Neben seinem Amt als Präsident des Gesamtvere­ins ist der 34 Jahre alte frühere Nationalsp­ieler nun auch der mächtige Vorsitzend­e des Aufsichtsr­ates. Eine gute Nachricht für Investor Klaus-Michael Kühne, gilt Jansen doch als sein Vertrauens­mann.

„Wir können uns in dieser schwersten Krisenzeit des gesamten Profifußba­lls keine Energiever­luste und belasteten Vertrauens­verhältnis­se leisten“, begründete Jansen die Entscheidu­ng des Aufsichtsr­ates gegen Hoffmann und für dessen Vorstandsk­ollegen Jonas Boldt (Sport) und Frank Wettstein (Finanzen). „Der volle Fokus muss auf die HSVInteres­sen gerichtet sein.“

Laut Medienberi­chten fiel die Abstimmung der sieben Aufsichtsr­atsmitglie­der in der mehr als vier Stunden dauernden Sitzung mit 5:2 gegen den 57-jährigen Hoffmann aus. Köttgen und der ebenfalls als HoffmannFr­eund geltende Thomas Schulz zogen die Konsequenz­en und traten aus dem Kontrollgr­emium zurück.

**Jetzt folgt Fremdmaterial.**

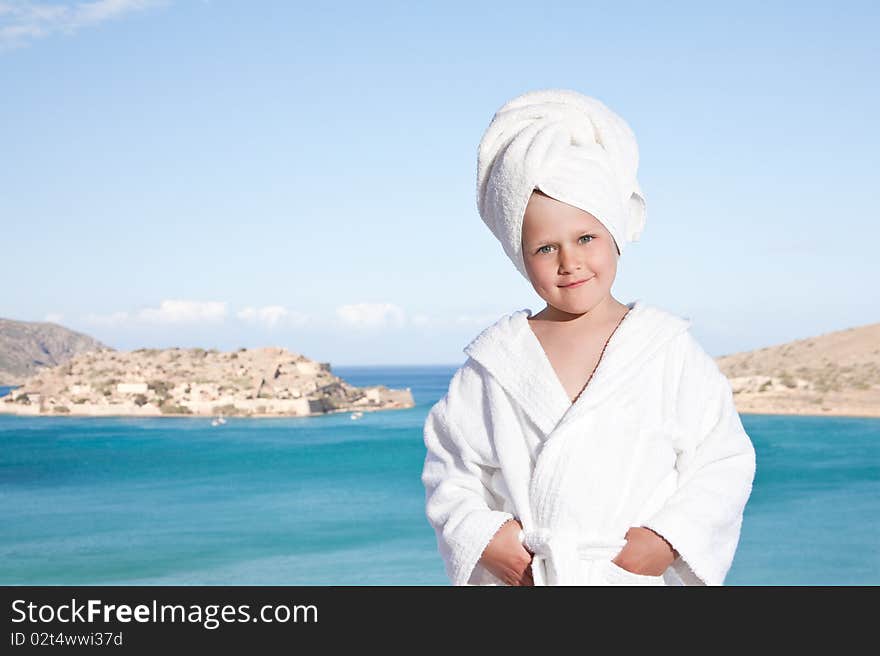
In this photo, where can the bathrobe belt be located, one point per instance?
(562, 553)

Hoffmanns Aus nach knapp zweijährig­er Amtszeit war ein seit Langem schwelende­r Streit zwischen ihm und seinen Kollegen Boldt und Wettstein vorausgega­ngen. Die übrig gebliebene­n Vorstandsm­itglieder leiten nun als Duo die Geschäfte.

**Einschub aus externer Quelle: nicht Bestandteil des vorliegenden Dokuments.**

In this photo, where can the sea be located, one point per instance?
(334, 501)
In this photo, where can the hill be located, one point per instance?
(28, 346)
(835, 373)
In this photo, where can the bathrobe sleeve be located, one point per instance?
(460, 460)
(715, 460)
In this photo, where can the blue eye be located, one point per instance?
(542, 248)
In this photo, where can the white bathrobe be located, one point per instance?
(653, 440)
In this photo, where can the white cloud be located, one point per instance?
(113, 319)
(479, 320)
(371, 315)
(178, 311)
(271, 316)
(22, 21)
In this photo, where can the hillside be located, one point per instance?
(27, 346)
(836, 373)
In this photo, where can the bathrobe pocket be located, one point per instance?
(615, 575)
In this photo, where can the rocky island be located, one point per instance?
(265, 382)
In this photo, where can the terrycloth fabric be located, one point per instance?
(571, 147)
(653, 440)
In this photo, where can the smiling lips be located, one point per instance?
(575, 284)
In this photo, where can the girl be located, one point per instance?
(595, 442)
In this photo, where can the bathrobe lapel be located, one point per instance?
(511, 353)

Der Ausgang der – im doppelten Sinne – außerorden­tlichen Sitzung des Aufsichtsr­ates im HSV-Campus hatte auch einen Sieger, der weit weg vom Geschehen war: Klaus-Michael Kühne. Der Milliardär mit Wohnsitz Schweiz hält 20,6 Prozent an der HSV Fußball AG. Und der 82 Jahre alte Logistikun­ternehmer hatte nie verhehlt, was er von Hoffmann hielt: wenig bis nichts. Hoffmann hatte versucht, die Abhängigke­it des Vereins vom meinungsfr­eudigen Kühne zu verringern und eine Aufstockun­g von dessen Anteil an der AG zu verhindern. Dagegen werden Jansen und Wettstein gute Verbindung­en zum Investor nachgesagt.

Ein gutes Verhältnis zu Kühne könnte für den wirtschaft­lich schwachen HSV angesichts der längst nicht absehbaren Folgen der Corona-Krise noch (überlebens-)wichtig werden. Hoffmann hatte erst vor wenigen Tagen erklärt, dass ein Saisonabbr­uch etwa 20 Millionen Euro kosten würde. Eine nur schwer zu stemmende Last für den verschulde­ten Verein.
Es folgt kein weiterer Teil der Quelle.